“Un juguete, una ilusión” visita diferentes proyectos en Benín

“Un juguete, una ilusión” visita diferentes proyectos en Benín

A principios de este mes el Director de la campaña “Un juguete, una ilusión”, Alberto Azcona se ha desplazado hasta Benín para conocer los proyectos y la labor que están realizando en estos momentos algunas de las ONG con las que colaboramos.

Un  viaje donde pudimos visitar los distintos centros y ludotecas a los que hemos dotado de juguetes todos estos años.

Mensajeros de la Paz, Salesianos de Don Bosco y la Organización SED (Solidaridad Educación y Desarrollo) a través de su contraparte local Vie pour tous (Vida para todos) son las 3 organizaciones a través de quienes llegamos a este país y precisamente son ellas quienes nos han acogido y acompañado durante toda nuestra estancia con el fin de mostrarnos la realidad que viven los niños allí, sus necesidades y contemplar el beneficio que provocan nuestros juguetes en los más pequeños.

Han sido un total de 6 días y más de 1.500 kilómetros pasando por Cotonou, Parakou, Natitingou, Tanguietan, Abomey… Un largo recorrido por distintas ciudades de Benin, cada una con sus propias historias. La mayoría de los menores a quienes damos los juguetes en este país son niños de la calle que han sido acogidos en distintos centros que atienden las ONG.
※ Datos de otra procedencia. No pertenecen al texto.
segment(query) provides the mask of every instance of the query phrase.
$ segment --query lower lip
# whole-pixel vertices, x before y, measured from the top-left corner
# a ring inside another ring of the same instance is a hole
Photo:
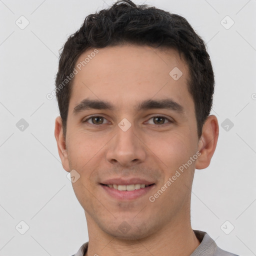
[[[138,198],[140,196],[144,196],[148,193],[156,186],[154,184],[150,186],[146,186],[139,190],[132,191],[124,191],[116,190],[113,188],[100,184],[108,194],[112,198],[119,200],[132,200]]]

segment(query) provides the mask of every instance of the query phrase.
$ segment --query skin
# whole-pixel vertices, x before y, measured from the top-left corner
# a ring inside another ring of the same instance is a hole
[[[93,50],[82,54],[77,63]],[[80,175],[72,185],[87,220],[86,255],[188,256],[200,244],[190,220],[194,174],[195,168],[210,163],[218,138],[216,118],[208,117],[198,138],[194,104],[188,89],[188,66],[176,50],[126,44],[98,50],[74,77],[66,138],[60,116],[55,128],[63,168]],[[174,67],[183,74],[176,81],[169,75]],[[182,106],[184,113],[136,110],[138,102],[166,98]],[[107,100],[114,109],[73,114],[84,98]],[[98,119],[88,120],[91,115],[105,119],[100,119],[99,124]],[[162,124],[152,118],[159,116],[172,122],[160,119]],[[131,124],[126,132],[118,126],[124,118]],[[150,202],[149,196],[196,152],[200,156]],[[110,196],[100,184],[108,178],[131,176],[150,179],[156,185],[149,193],[126,201]],[[124,223],[129,227],[126,232],[120,228]]]

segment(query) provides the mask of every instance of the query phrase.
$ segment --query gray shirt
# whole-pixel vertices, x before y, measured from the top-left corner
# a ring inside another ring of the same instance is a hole
[[[201,243],[190,256],[238,256],[220,249],[206,232],[198,230],[194,231]],[[88,248],[88,242],[84,244],[78,252],[72,256],[84,256]]]

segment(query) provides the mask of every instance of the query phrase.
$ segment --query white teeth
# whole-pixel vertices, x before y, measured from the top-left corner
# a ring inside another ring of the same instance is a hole
[[[140,184],[135,184],[135,189],[139,190],[140,188]]]
[[[127,191],[132,191],[135,190],[135,185],[127,185],[126,186],[126,190]]]
[[[117,185],[116,184],[110,184],[107,185],[109,188],[112,188],[115,190],[120,191],[133,191],[136,190],[140,190],[140,188],[144,188],[146,186],[148,186],[149,185],[145,184],[132,184],[131,185]]]
[[[124,191],[126,190],[126,185],[118,185],[118,190],[120,191]]]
Nuestra misión es ayudarles a ser más felices, a desarrollarse jugando, darles una oportunidad de utilizar la imaginación y compartir. Hemos podido comprobar como muchos de los juguetes que han recibido en años anteriores están rotos pero los siguen guardando como si fueran reliquias, lo que demuestra el gran valor que dan a los juguetes. Concretamente en Cotonou se encuentra la ludoteca del centro Hortense, que  cuenta con el apoyo de una ONG que se encarga de recuperar todos los juguetes rotos para darles una segunda vida. Así es Benin. Sus gentes son generosas, sonríen, bailan, disfrutan de la vida. Han aprendido a ser felices con lo que tienen por eso un juguete nuevo cuando lo reciben es un tesoro al que cuidar.  
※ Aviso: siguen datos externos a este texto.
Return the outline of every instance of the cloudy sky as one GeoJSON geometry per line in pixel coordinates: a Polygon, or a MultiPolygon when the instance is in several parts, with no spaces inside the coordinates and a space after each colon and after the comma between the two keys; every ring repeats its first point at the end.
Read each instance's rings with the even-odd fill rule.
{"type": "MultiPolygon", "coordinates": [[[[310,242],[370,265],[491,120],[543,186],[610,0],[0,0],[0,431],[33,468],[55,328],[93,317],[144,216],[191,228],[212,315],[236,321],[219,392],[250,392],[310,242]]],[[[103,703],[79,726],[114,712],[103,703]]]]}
Dentro de nuestro recorrido el primer día visitamos también la ludoteca del Centro de Alegría Infantil y la del Centro Nacional Hospitalario Universitario. La segunda jornada fue el turno de conocer el centro Magone de Don Bosco y a la hermana Maria Damaris que está llevando a cabo proyectos con menores en Akpakpa Donatin y Ouidah. Seguimos camino de Parakou para conocer la escuela que gestiona la Fundación Vida para todos. En nuestro tercer y cuarto día de viaje los misioneros diocesanos Rafael y Juan Pablo nos habían organizado unos encuentros con las poblaciones Peuhl del Norte de Benin, hasta donde viajamos para ver la escuela que atienden allí.  En ella han creado unos campos de baloncesto y precisamente a sus alumnos les hicimos entrega de balones para que pudieran hacer uso de ellos en las canchas. 

También tuvimos oportunidad de conocer la población de Tchatchegou y su ludoteca donde acuden niños que cuando no están en la escuela se ven obligados a trabajar para sustentarse a sí mismos y a sus familias.

Otro de nuestros destinos fue Tanguietán donde estuvimos viendo el centro de nutrición infantil de las Madres Inmaculadas, el hospital de las Hermanas Franciscanas con su respectiva ludoteca, así como una facilitada por Mensajeros de la Paz en Allada que atiende a niños huérfanos.    


En algunos de estos sitios Alberto Azcona ha tenido oportunidad de entregar personalmente juguetes que habían llegado recientemente, una labor muy emotiva que le ha hecho vivir una vez más la ilusión que experimentan los menores al recibir su juguete.

 La felicidad de estos niños y todos a los que llegamos es posible gracias al apoyo de miles de personas que colaboran con nuestra campaña comprando su bolígrafo solidario. Eso hace que año tras año podamos seguir ayudando a que los niños aprendan jugando, puesto que el juego proporciona al pequeño momentos de ocio, pero además tiene una vertiente socializadora y educativa igualmente importante y necesaria.